Yönetim oyunları
Yönetim nedir? Şirketler, işletmelerini nasıl yönetmeli? Kurallar silsilesine uysak da bu her zaman doğru sonuç verir mi? İşte merak ettiğimiz bu soruların yanıtlarını Karadeniz Ekonomi Dijital Platformları’na konuk olan Ordu Üniversitesi’nden Doç. Dr. Sedat Bostan’a sorduk
info@karadenizekonomi.com / 13.01.2021
Öncelikle yeni çıkan kitabıyla ilgili detaylar veren Bostan, “Kitabımın adı ‘Yönetim Oyunları’. İnsanların kendisini, ailesini, işlerini yönetmesiyle başlayıp hatta ülkeyi de yönetmesini de katarsak ‘yönetmek’ evrensel bir kavram. Yönetim Oyunları, kendi çapında, tercüme ve aktarma mantığından öte kendi mana köklerimizden ilham alarak yönetimin ruhunu algılama süreçlerini yapılandırma ve kavramlarını anlamlandırma girişimidir. B,r başka tanımlamayla evrensel olanı, bizden olanlarla karıştırarak, özgünlüğümüzü yönetim oyunlarına katma çabasıdır. Kitabımın öncelikli muhatapları halen bu oyunu oynayan aktif yöneticilerdir. Kitapta, aktif yöneticilerle yönetim felsefesine, kavramlarına ve taktiklerine dair bazı pratikleri bir sistematik içinde paylaştım.” ifadelerini kullandı.
Kapak tasarımının özenle hazırlandığından ve bir anlamı olduğundan bahseden Bostan, “Kitaptaki beş halka, yönetimin beş fonksiyonudur. Aynı zamanda bu beş halka olimpiyat ruhunu temsil eder. Yönetimin insanlık tarihi kadar eski bir oyun olduğuna vurgu yapar. Dizaynda görünen altın sarısı çekiciliğine, ateş gibi yakıcılığına, yönetim süreçlerinin birbirine geçmişliğine ve bütünselliğine işaret ediyor. Siyah zemin ise yönetimin karanlık kalmış imgeliyor.” diyerek tasarımın arka yüzündeki detayları paylaştı.

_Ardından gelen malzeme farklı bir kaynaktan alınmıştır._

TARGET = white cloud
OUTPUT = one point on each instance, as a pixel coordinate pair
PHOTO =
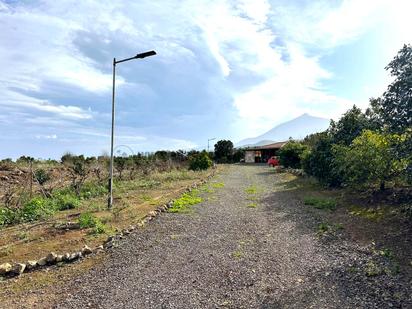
(16, 100)
(269, 44)
(52, 136)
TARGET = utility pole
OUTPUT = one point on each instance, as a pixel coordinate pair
(210, 139)
(138, 56)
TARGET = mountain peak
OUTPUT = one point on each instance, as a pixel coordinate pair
(296, 128)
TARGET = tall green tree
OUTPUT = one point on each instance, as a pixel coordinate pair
(290, 154)
(395, 106)
(370, 160)
(224, 151)
(350, 126)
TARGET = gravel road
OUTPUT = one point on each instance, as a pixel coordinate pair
(250, 244)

Üreten olmaktansa yöneten olmak daha makbul
“En eski sanat olan yönetim aynı zamanda en yeni bilimlerden biridir. İnsanın ihtiyaçlarının evrenin her yanına yayılmış olması ve bu ihtiyaçlarını gidermeye tek başına gücünün yetmemesi, insanoğlunu birlikte yaşamaya mecbur etmiştir.” diyen Bostan, sözlerine şöyle devam etti: “Birinin üretiminin diğerinin muhtaçlığı olması, birlikte yaşama ve organize olma zorunluluğunu ortaya çıkarmıştır. Birlikte yaşamak; işleri bölüşmeyi, işi yapmanın yanında, planlama, yol gösterme ve denetleme gibi faaliyetlerde bulunmayı gerektirmiş ve yönetme-yönetilme pozisyonlarını oluşturmuştur. Gerçek iş, yönetilenlerin yaptıkları üretim aktivitelerdir. Bu aktivitelerin yerinde ve etkin yapılabilmesi; planlama, organize etme, yönlendirme, uyumlaştırma, kontrol etme işlemleriyle mümkündür. Daha çok zihinsel işler ve sorumluluk yüklenme merkezleri olarak ortaya çıkan yönetim kademeleri, insanlarda bir üstünlük duygusu oluşturduğundan, daha çok talep edilmektedir. Üreten olmaktansa yöneten olmak daha makbul bir makam olmuştur.”
SADAD ve 5K formülü
Yönetim oyununu, insani bir erdem haline getirerek, gerçek fonksiyonla üretip, adil paylaşmayı sanata dönüştürmenin mümkün olduğuna ve bu atmosferin sihirli anahtarının liyakat, temel ilkesinin ise adalet olduğuna vurgu yapan Bostan, yönetimin sacayakları olan ilim, irade ve güç, idrak, hikmet ve zarafetle yoğrulduğunda sanatsal bir abideye dönüşeceğini sözlerine ekledi. ‘SADAD ve 5K’ formüllerinin bir yönetim taktiği olduğu vurgulayan akademisyen, bu ipuçlarının detaylarını şöyle açıkladı: “SADAD’ın ilk harfi ‘sabırlı ol’. İkinci harfi ‘araştır’. Üçüncü harfi ‘dinle’. Dördüncü harfi ‘anla’ ve son harfi de ‘danış’tır. ‘5K’ de ise; korkma, küsme, kızma, küçümseme ve kibirlenme. Yönetimdeki bu yapı taşları çok önemlidir. Yönetim kavramlarını, teorilerini, yaklaşımları ve uygulamalarını “Sözün uzunluğu kısalığındadır” anlayışıyla kitabımda ifade etmeye çalıştım.”